Subiu as escadas para ver o que os detetives estavam fazendo. Observavam uma mesa para ver o que Grahame Coats tinha deixado para trás enquanto arrumava suas coisas.
— Sabe — começou Maeve, tentando ajudar —, estou numa salinha atrás da estante de livros. Estou lá dentro.
Eles a ignoraram.
A mulher agachou-se e começou a remexer no cesto de lixo.
— Arrá — exclamou, e de lá puxou uma camisa branca masculina com manchas de sangue. Colocou a camisa num saco plástico.
O homem gordo pegou o celular.
— Me tragam a perícia — pediu.
Fat Charlie agora via sua cela como um refúgio, não uma prisão. As celas ficavam bem no fundo do prédio, afinal de contas, bem longe até dos pássaros mais ousados. E seu irmão não estava ali. Ele não se importava mais com o fato de que nada acontecia na cela seis. Nada era infinitamente melhor que as inúmeras coisas que encontrara. Mesmo um mundo feito exclusivamente de castelos, baratas e gente que se chamava “K” era preferível a um mundo cheio de pássaros malignos que sussurravam seu nome em coro.
A porta abriu.
— Vocês não têm o costume de bater? — perguntou Fat Charlie.
— Não — respondeu o policial. — Pra falar a verdade, não temos, não. O seu advogado finalmente chegou.
— O senhor Merryman? — perguntou Fat Charlie. E parou de falar. Leonard Merryman era um cavalheiro rotundo, com óculos pequenos, dourados, e o homem de pé atrás do policial definitivamente não tinha essa aparência.
— Está tudo bem — disse o homem que não era seu advogado. — Pode nos deixar.

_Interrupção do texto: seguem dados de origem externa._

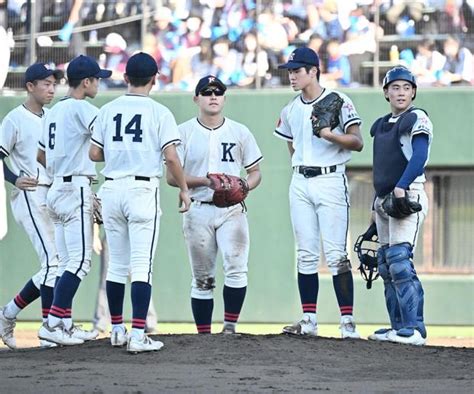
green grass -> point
(325, 330)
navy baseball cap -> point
(85, 67)
(301, 57)
(39, 71)
(141, 65)
(209, 80)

— Toque a campainha quando terminar — avisou o policial, e fechou a porta.
Spider pegou Fat Charlie pela mão e disse:
— Vou tirar você daqui.
— Mas eu não quero sair daqui. Não fiz nada.
— Uma ótima razão para sair daqui.
— Mas, se eu sair, aí é que terei feito. Serei um prisioneiro em fuga.
— Você não é um prisioneiro — disse Spider alegremente. —
Ainda não te acusaram de nenhum crime. Você só está ajudando com a investigação. Diga, está com fome?
— Um pouco.
— O que você quer? Chá? Café? Chocolate quente?
Chocolate quente pareceu-lhe extremamente apetitoso.
— Eu adoraria tomar um chocolate quente.
— Certo — concordou Spider. Pegou a mãe de Fat Charlie e continuou. — Feche os olhos.
— Por quê?
— É mais fácil.
Fat Charlie fechou os olhos, embora não tivesse certeza de que isso facilitaria as coisas. O mundo aumentou, diminuiu, e Fat Charlie sentiu-se enjoado. Então sua mente se acalmou, e ele sentiu uma brisa morna soprar no rosto.